25. Juni 2015 @ 10:42
“Beginnt der Zerfall EUropas?” – Was die EU betrifft: Hoffen wir auf ein baldiges Ende dieser rein auf Schulden aufbauenden Transferunion (das ist sie nämlich schon jetzt). Das Ende der Möglichkeit der Verschuldung, bedeutet auch das Ende dieses Schönwetterprojekts.
Was Europa betrifft: Es kann gar nicht zerfallen. Europa ist einfach da; ein Kontinent mit zig Staaten. Und nicht jeder Fortschritt im Sinne von politischen Entwicklungen zwischen Staaten ist sinnvoll. Die EU zählt klarerweise in diese Kategorie, wie sich jeden Tag immer deutlicher zeigt. Rückbesinnung ist hier angebracht, vielleicht im Sinne von Charles de Gaulle: “Wir brauchen ein Europa der wirtschaftlich geeinten, aber politisch souveränen Vaterländer”.

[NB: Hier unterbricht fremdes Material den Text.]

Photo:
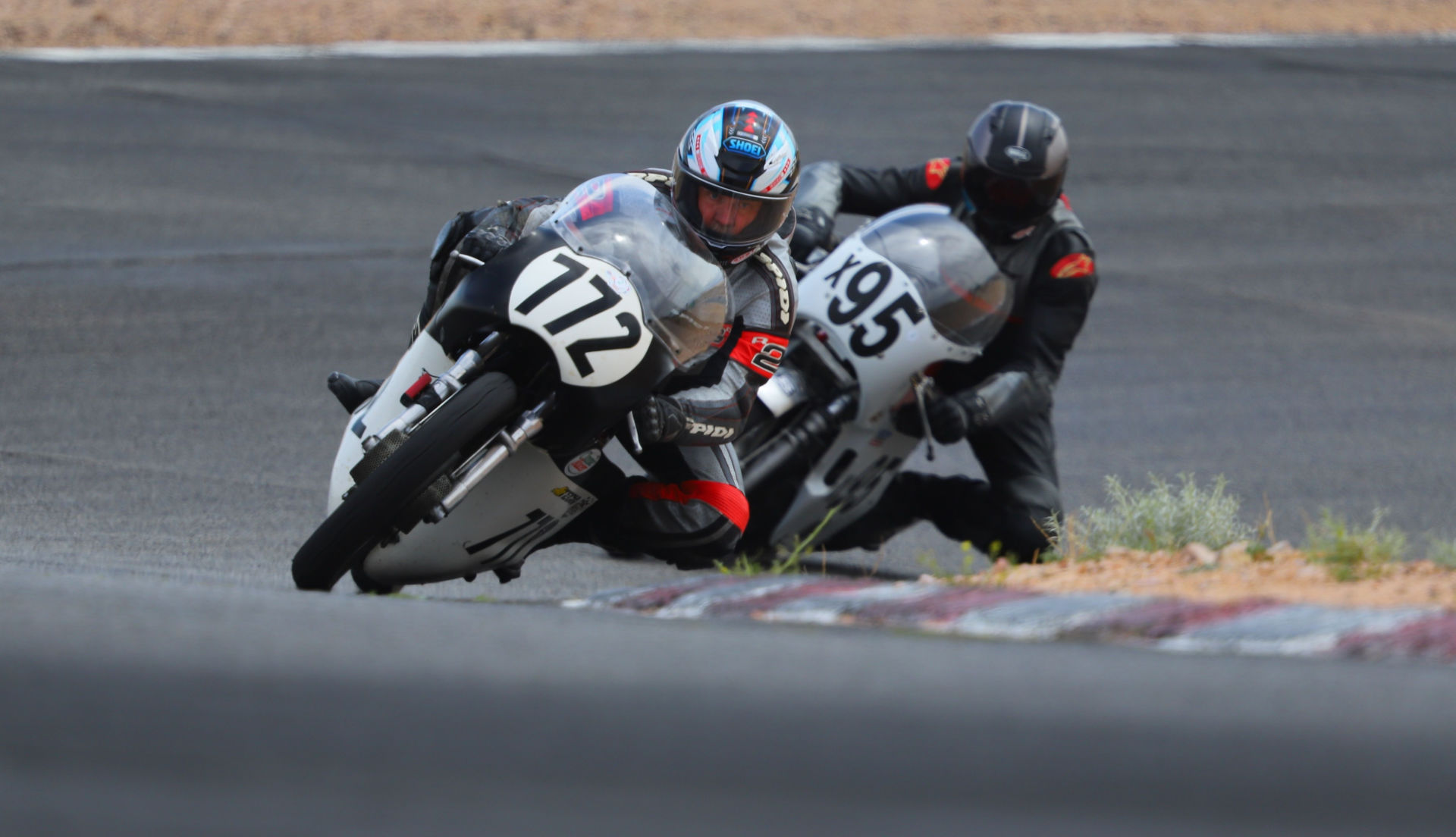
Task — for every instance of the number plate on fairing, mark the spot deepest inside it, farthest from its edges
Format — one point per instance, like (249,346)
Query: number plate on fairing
(587,310)
(875,319)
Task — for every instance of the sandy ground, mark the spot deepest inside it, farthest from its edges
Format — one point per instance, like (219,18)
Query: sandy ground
(237,22)
(1231,574)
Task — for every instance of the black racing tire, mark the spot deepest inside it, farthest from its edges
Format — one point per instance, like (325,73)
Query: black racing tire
(373,507)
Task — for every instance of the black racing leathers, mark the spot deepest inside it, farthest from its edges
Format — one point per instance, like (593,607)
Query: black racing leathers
(1006,393)
(689,509)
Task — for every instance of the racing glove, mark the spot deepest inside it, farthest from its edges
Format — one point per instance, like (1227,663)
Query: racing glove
(948,418)
(658,419)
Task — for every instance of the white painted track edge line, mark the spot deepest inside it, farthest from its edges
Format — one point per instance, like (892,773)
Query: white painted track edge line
(560,49)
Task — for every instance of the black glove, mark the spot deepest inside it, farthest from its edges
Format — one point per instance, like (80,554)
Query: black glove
(949,418)
(658,419)
(813,230)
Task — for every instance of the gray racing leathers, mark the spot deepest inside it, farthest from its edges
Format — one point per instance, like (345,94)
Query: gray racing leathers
(1006,392)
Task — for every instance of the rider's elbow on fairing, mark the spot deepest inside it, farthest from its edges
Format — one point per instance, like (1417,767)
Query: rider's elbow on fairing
(1006,187)
(733,180)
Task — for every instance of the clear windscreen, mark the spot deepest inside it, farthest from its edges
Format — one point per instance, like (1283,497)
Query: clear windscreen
(965,293)
(626,221)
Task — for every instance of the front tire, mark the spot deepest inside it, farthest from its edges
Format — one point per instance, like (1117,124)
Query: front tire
(373,509)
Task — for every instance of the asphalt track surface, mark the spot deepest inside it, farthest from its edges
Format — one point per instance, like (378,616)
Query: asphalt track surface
(187,249)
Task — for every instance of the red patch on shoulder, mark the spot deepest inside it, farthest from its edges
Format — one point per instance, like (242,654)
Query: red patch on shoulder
(1074,267)
(935,172)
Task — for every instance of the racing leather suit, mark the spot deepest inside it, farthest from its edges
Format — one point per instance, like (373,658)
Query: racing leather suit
(1008,390)
(691,509)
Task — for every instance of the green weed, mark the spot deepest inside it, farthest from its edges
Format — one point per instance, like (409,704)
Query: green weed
(1353,553)
(1161,517)
(930,563)
(786,561)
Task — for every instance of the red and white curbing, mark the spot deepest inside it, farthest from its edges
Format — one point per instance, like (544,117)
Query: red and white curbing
(1258,626)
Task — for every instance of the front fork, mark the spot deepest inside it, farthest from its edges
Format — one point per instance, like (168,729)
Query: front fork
(427,395)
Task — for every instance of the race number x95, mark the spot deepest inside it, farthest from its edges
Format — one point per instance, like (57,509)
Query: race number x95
(861,291)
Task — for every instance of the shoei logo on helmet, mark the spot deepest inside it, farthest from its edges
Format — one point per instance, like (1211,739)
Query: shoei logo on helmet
(746,147)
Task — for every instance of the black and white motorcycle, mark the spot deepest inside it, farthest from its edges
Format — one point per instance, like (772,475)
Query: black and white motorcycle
(908,290)
(481,443)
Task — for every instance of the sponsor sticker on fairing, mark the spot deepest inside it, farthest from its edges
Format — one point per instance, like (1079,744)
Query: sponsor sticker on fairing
(1074,267)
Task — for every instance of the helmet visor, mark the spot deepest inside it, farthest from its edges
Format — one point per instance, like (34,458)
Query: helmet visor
(728,218)
(1009,199)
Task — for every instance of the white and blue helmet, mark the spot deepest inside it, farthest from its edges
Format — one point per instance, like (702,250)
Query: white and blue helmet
(734,177)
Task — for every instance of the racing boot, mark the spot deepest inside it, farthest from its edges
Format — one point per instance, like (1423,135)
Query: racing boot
(350,390)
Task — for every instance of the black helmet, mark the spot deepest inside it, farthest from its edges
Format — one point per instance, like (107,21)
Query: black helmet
(734,177)
(1015,162)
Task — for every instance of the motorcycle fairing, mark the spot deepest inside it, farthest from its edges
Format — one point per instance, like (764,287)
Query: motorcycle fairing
(874,321)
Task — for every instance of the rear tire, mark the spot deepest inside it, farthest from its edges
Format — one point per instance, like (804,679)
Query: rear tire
(375,507)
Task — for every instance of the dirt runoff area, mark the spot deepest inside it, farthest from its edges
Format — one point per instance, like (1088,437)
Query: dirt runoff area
(1235,572)
(251,22)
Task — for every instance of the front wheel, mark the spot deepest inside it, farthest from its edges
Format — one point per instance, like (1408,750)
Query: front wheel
(372,511)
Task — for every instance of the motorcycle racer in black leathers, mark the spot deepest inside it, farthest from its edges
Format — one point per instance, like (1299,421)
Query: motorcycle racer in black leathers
(733,180)
(1008,190)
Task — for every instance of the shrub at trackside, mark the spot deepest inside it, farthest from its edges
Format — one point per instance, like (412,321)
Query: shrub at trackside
(1169,517)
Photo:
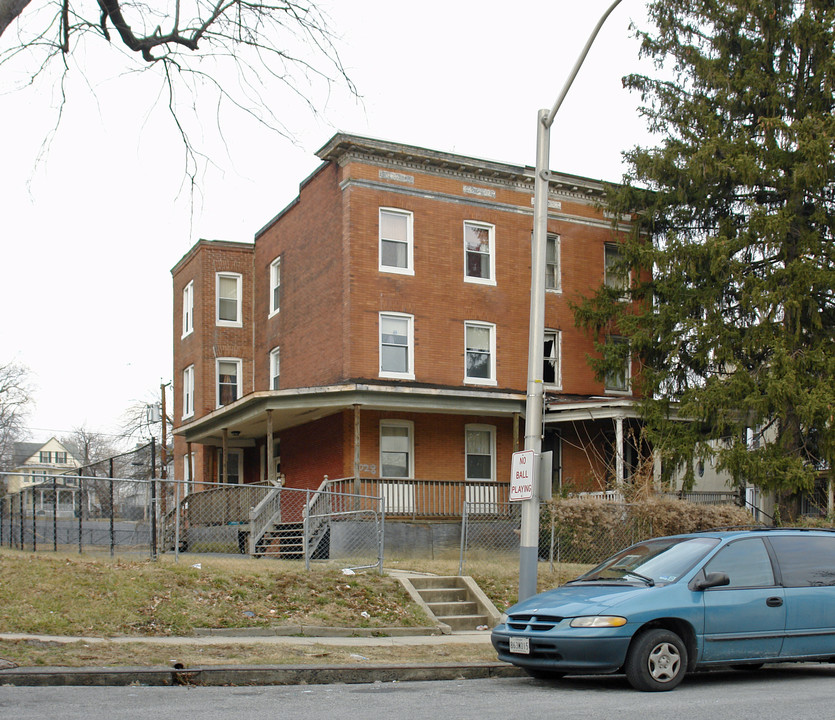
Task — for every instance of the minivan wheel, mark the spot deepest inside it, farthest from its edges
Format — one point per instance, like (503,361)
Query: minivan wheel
(657,660)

Zum Schluss: Wenn „Pro Asyl“ schon einen „Zerfall Europas“ fürchtet, dann kann die derzeitige Entwicklung nur gut sein. Derartige Organisationen stehen für eine unorganisierte, ungeordnete Einwanderung in bis dahin funktionierende (Sozial-) Systeme und zerstören diese. Dies ist weder im Interesse derjenigen, die mit ihren Zahlungen diese System am Leben erhalten, noch im Interesse der Zuwanderer, welche so nur kurzfristig davon profitieren können. Auch der reichlich aus dem Steuertopf gefütterte, riesige asyl-industrielle Komplex, dem Pro-Asyl eindeutig zuzuordnen ist, gehört wieder abgeschafft.
Nemschak
25. Juni 2015 @ 09:16
…. die Märkte rechnen offenbar mit einer Zwischenlösung für Griechenland. Was in einigen Monaten sein wird, weiß keiner und ist aus Sicht der Investoren zu weit weg. Die Frage, wohin sich die Zinsen entwickeln werden, beschäftigt die Märkte mehr als Griechenland. Ihr Verhalten war durchaus typisch: zuerst übertriebene Furcht, danach übertriebene Euphorie.
Marc
25. Juni 2015 @ 10:31
Ihr Verhalten war durchaus typisch: zuerst übertriebene Furcht, danach übertriebene Euphorie.
Aber eben nicht rational. Das nennt man auch manisch-depressiv und ist eine Krankheit.
Andres Müller
25. Juni 2015 @ 08:40
Vor diesem Hintergrund frage ich mich, warum sich an den Aktienmärkten bereits seit Montag eine euphorische Stimmung verbreitet, mit mehreren Prozenten Gewinn, zum Beispiel beim deutschen DAX waren es mehr als 3.5% . Die Probleme in der Eurozone wurden am Montag von der Politik nicht gelöst sondern nur verschoben, und es scheint als würden sich fast täglich neue Abgründe öffnen. Alte Probleme wie die hohe Dichte der Banken in Europa wurden nur temporär ausgebremst, hinter den Hilfen an Griechenland verbergen sich auch verschleppte schon seit vielen Jahren vorhandenen Probleme der ganzen Eurozone, wie etwa den massiven Ungleichgewichten zwischen Realwirtschaft und den noch immer viel zu hoch bezahlten und ungleich in Europa verteilten Finanzdienstleistern.